Nur Brandenburg will Gas unter der Erde

Berlin. Das hätte Angela Merkel schon letztes Jahr haben können: 2009 scheiterte der von ihr protegierte Entwurf für ein Gesetz, das die Abscheidung und Speicherung von CO2 aus Kohlekraftwerken regeln sollte. Die SPD bestand darauf, dass die Bestimmungen nur für Tests gelten dürften

 Aus Protest gegen die Pläne, CO2 aus Kraftwerken unter der Erde zu lagern, hat ein Künstler in Brandenburg eine Puppe mit einer Gasmaske an sein Haus gehängt.
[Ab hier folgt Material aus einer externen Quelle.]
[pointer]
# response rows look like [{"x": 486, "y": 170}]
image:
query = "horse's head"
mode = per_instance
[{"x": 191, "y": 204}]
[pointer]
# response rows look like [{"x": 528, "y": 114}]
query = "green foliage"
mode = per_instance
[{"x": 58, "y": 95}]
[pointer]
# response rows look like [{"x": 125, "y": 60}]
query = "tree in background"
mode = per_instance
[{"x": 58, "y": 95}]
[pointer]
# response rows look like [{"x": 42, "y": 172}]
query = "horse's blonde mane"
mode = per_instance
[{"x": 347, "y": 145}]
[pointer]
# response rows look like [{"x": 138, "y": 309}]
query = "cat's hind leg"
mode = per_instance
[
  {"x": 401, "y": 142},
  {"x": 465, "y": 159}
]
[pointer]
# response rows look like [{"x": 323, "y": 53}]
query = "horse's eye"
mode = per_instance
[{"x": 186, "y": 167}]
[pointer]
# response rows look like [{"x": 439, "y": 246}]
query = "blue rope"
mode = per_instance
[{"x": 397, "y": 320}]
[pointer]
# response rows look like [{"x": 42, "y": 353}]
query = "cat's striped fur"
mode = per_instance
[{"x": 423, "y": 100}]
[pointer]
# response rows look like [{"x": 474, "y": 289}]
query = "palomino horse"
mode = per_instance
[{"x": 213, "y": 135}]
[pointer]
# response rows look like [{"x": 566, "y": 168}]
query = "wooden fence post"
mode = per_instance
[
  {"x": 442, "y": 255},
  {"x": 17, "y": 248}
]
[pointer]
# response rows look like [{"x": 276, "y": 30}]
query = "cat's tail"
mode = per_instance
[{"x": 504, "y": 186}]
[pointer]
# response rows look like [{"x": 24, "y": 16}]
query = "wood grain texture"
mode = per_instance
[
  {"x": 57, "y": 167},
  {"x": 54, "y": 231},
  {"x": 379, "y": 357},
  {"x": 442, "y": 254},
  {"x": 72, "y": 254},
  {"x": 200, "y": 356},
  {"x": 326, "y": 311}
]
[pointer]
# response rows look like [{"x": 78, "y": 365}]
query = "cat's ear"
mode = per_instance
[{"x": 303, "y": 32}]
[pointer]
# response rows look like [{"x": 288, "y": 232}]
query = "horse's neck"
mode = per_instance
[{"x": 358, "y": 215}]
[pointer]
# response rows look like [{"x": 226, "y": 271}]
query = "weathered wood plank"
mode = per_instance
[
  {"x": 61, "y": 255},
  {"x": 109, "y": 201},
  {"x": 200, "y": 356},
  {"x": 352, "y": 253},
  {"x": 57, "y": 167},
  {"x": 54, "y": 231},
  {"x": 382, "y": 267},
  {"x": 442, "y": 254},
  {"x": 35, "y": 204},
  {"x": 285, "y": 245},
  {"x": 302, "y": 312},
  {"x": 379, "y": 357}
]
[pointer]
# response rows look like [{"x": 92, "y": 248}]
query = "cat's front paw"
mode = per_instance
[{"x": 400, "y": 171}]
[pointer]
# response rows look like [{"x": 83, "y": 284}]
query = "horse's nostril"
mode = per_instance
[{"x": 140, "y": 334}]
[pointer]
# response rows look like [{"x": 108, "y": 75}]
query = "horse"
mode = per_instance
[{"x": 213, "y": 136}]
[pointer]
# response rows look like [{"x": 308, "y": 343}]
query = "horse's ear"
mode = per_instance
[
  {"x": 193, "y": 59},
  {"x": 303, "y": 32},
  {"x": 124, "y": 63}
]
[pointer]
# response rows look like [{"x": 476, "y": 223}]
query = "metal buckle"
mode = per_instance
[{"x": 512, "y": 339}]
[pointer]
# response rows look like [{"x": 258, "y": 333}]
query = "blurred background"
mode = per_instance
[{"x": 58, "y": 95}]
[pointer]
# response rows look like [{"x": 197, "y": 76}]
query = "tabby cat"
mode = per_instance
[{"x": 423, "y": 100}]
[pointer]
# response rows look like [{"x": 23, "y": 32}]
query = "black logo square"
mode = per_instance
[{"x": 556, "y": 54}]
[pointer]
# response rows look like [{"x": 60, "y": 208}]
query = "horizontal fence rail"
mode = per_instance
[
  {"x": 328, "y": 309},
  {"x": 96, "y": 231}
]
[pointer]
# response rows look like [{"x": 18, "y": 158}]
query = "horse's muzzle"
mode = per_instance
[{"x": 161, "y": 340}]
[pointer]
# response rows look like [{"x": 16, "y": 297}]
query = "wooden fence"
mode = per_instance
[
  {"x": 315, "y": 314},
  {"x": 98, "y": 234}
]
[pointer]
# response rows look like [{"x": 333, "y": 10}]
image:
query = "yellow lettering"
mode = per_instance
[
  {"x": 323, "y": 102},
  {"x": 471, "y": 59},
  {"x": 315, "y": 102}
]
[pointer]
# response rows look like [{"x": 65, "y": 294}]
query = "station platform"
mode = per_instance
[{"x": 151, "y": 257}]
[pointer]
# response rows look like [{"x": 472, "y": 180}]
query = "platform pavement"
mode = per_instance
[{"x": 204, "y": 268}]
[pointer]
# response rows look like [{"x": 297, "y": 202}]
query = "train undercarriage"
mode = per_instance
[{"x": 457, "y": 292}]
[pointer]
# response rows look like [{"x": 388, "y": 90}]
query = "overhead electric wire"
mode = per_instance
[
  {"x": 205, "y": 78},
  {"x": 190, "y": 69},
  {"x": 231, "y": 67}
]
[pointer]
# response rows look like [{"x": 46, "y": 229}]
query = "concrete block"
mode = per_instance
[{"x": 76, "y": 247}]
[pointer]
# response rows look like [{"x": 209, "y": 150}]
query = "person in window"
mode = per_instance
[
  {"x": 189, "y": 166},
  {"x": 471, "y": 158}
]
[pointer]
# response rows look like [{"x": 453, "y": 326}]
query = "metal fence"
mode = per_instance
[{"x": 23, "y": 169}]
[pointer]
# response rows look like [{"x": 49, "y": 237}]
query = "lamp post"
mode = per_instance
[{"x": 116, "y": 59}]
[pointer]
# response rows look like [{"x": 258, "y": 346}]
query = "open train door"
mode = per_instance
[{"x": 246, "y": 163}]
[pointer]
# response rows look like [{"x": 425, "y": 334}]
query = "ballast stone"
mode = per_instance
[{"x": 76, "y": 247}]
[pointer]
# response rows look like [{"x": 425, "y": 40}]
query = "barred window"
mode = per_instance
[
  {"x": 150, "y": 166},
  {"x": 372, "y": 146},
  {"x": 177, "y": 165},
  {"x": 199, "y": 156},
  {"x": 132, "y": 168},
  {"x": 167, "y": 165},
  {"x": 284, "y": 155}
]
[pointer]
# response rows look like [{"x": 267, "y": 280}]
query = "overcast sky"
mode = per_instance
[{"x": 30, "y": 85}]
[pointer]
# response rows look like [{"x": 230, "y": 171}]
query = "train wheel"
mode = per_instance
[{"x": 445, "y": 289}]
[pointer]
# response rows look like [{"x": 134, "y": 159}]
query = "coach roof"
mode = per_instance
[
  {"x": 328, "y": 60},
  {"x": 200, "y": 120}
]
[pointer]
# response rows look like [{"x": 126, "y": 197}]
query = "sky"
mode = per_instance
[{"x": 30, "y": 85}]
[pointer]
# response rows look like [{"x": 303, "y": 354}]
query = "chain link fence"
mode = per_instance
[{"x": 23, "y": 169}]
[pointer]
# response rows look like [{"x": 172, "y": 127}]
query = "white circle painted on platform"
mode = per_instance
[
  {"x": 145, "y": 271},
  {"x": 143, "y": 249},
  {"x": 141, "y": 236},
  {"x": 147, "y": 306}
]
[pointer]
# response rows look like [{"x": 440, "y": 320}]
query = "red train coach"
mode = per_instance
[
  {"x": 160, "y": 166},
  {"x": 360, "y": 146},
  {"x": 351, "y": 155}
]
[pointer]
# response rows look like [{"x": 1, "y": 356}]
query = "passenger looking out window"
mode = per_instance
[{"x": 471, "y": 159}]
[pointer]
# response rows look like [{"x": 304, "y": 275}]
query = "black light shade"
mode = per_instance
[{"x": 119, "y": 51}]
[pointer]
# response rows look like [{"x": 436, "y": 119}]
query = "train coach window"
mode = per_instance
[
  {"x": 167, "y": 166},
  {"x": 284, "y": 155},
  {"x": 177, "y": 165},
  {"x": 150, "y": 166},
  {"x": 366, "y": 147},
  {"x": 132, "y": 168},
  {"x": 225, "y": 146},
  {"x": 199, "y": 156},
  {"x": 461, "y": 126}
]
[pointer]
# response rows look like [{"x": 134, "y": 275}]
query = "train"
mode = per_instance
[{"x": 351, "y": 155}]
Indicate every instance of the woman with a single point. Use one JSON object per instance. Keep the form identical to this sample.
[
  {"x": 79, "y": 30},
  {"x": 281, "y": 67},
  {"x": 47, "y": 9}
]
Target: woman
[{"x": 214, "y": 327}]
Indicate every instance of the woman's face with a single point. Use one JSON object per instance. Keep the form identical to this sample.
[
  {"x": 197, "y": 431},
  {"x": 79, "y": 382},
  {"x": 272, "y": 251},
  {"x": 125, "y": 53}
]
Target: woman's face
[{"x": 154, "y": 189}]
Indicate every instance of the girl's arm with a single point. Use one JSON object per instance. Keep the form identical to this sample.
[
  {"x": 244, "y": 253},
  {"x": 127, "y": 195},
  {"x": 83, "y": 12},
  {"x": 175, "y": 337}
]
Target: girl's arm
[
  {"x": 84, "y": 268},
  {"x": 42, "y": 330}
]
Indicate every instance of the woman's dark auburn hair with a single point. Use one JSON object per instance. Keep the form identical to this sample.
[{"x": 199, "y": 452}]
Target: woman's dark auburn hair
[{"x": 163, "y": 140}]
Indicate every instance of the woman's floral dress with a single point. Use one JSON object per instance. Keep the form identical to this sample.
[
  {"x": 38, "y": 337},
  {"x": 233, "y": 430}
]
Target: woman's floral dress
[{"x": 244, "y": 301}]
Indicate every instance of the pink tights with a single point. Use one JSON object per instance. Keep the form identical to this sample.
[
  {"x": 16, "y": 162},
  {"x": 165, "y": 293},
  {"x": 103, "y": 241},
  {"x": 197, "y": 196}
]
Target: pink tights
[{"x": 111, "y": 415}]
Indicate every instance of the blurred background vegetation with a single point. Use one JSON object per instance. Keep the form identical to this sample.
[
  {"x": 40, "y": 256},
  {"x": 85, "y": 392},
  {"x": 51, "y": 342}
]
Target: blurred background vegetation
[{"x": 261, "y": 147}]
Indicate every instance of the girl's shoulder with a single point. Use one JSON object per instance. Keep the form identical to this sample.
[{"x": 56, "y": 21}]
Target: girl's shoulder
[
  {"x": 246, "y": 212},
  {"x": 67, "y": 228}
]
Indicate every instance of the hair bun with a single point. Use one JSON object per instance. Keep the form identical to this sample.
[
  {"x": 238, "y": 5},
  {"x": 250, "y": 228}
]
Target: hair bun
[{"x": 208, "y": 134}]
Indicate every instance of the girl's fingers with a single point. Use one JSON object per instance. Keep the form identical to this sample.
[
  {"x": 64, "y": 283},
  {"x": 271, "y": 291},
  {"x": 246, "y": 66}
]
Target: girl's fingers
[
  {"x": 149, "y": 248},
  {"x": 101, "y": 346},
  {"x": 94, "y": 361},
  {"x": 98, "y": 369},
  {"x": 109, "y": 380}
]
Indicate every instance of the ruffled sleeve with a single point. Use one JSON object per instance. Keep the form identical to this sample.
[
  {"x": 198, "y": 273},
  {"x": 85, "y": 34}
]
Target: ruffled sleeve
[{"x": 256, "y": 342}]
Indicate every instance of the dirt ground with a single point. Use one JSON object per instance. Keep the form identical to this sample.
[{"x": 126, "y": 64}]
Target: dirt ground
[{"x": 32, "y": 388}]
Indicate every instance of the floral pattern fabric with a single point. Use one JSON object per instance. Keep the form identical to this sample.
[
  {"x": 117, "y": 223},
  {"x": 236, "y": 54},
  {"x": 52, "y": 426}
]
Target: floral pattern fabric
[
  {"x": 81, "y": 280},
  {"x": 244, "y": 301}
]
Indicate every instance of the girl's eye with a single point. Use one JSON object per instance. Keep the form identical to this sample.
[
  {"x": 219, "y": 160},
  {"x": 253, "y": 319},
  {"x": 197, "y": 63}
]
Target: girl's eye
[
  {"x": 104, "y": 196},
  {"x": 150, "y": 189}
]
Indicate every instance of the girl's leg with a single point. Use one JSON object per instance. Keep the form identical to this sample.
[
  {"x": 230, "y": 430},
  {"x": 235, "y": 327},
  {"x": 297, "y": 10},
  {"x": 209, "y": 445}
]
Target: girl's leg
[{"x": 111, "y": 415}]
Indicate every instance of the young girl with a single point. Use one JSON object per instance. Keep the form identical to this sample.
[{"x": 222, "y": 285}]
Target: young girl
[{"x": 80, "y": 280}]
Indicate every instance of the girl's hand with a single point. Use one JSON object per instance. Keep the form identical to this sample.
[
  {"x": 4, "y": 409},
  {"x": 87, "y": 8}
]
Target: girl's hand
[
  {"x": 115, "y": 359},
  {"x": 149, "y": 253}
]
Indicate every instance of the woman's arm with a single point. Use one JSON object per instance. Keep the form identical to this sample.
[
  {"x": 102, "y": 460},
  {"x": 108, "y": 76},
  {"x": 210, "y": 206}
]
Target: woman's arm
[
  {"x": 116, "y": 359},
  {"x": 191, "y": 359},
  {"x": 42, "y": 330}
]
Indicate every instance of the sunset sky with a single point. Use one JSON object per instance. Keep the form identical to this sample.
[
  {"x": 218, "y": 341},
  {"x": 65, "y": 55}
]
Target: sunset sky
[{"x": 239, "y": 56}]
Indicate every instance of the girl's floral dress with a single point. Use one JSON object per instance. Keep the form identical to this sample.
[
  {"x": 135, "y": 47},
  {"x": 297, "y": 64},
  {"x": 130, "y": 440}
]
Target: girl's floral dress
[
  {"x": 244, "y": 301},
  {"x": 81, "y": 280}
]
Die Angst vor dem in hoher Konzentration giftigen Gas ist in der Bevölkerung groß. Foto: dpa

Aus Protest gegen die Pläne, CO2 aus Kraftwerken unter der Erde zu lagern, hat ein Künstler in Brandenburg eine Puppe mit einer Gasmaske an sein Haus gehängt. Die Angst vor dem in hoher Konzentration giftigen Gas ist in der Bevölkerung groß. Foto: dpa

Berlin. Das hätte Angela Merkel schon letztes Jahr haben können: 2009 scheiterte der von ihr protegierte Entwurf für ein Gesetz, das die Abscheidung und Speicherung von CO2 aus Kohlekraftwerken regeln sollte. Die SPD bestand darauf, dass die Bestimmungen nur für Tests gelten dürften. Und das schwarz-gelb regierte Schleswig-Holstein verlangte, die letzte Entscheidung bei den Ländern zu lassen - um bei sich solche Projekte verhindern zu können. Gestern nun legten Wirtschaftsminister Rainer Brüderle (FDP) und Umweltminister Norbert Röttgen (CDU, Fotos: dpa) einen gemeinsamen neuen Entwurf vor, der beide Bedenken berücksichtigt.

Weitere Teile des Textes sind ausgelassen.